2.7.16

Coração de Cão (ii)




Não vale a pena aprender a ler quando se consegue cheirar a carne à distância. Então quando se vive em Moscovo, e se tem dois dedos de testa, aprende-se quase sem querer, mesmo não indo à escola. Dos 40 mil cães moscovitas, só um ou dois, completamente idiotas, não conseguem unir as letras da palavra “chouriço”. Charik começou a aprender através das cores. Tinha ele apenas quatro meses quando, por toda a cidade, apareceram placas azuis e verdes com a inscrição “VC – venda de carne”. O que, repita-se, era completamente desnecessário. A carne sente-se pelo cheiro, ninguém precisa de inscrições. 
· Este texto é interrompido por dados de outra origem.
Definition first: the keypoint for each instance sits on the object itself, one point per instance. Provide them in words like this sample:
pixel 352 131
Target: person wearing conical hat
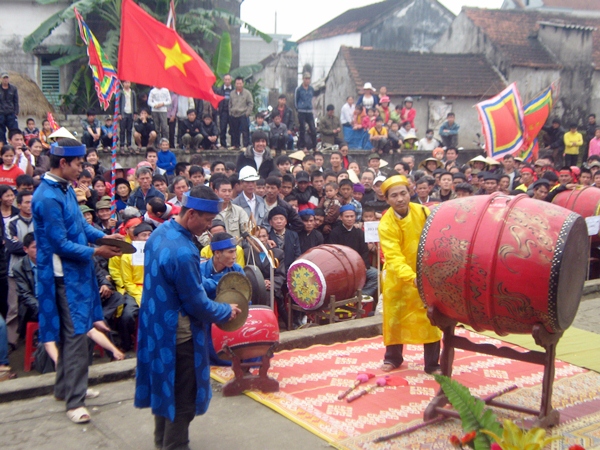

Certo dia, houve uma pequena confusão: Charik estava sem olfacto por causa do fumo da gasolina dos carros e, orientando-se pela cor azul do cartaz, sem receio algum, entrou no armazém de material eléctrico dos irmãos Golubizner, na rua Miasnitskaia, em vez de entrar no talho. Aí, o infeliz cão levou com o cabo eléctrico, que é pior do que levar com um chicote de cocheiro. Pode considerar-se este momento histórico como o início da aprendizagem de Charik. De volta ao passeio, Charik apercebeu-se de que “azul” nem sempre significava “carne”. Com a cauda entre as pernas, e uivando de dor, o cão lembrou-se que, nos talhos, a primeira letra era dourada ou cor de laranja, parecida com uma lua – “C”. 

A partir daí, tudo lhe correu melhor. O “E” aprendeu na Central de Peixe, na esquina da rua Mokhovaia (tendo aprendido não com o início da palavra, mas com o fim, que era o lado por onde se aproximava da loja, pois havia sempre um polícia por baixo do placar, onde começava a palavra).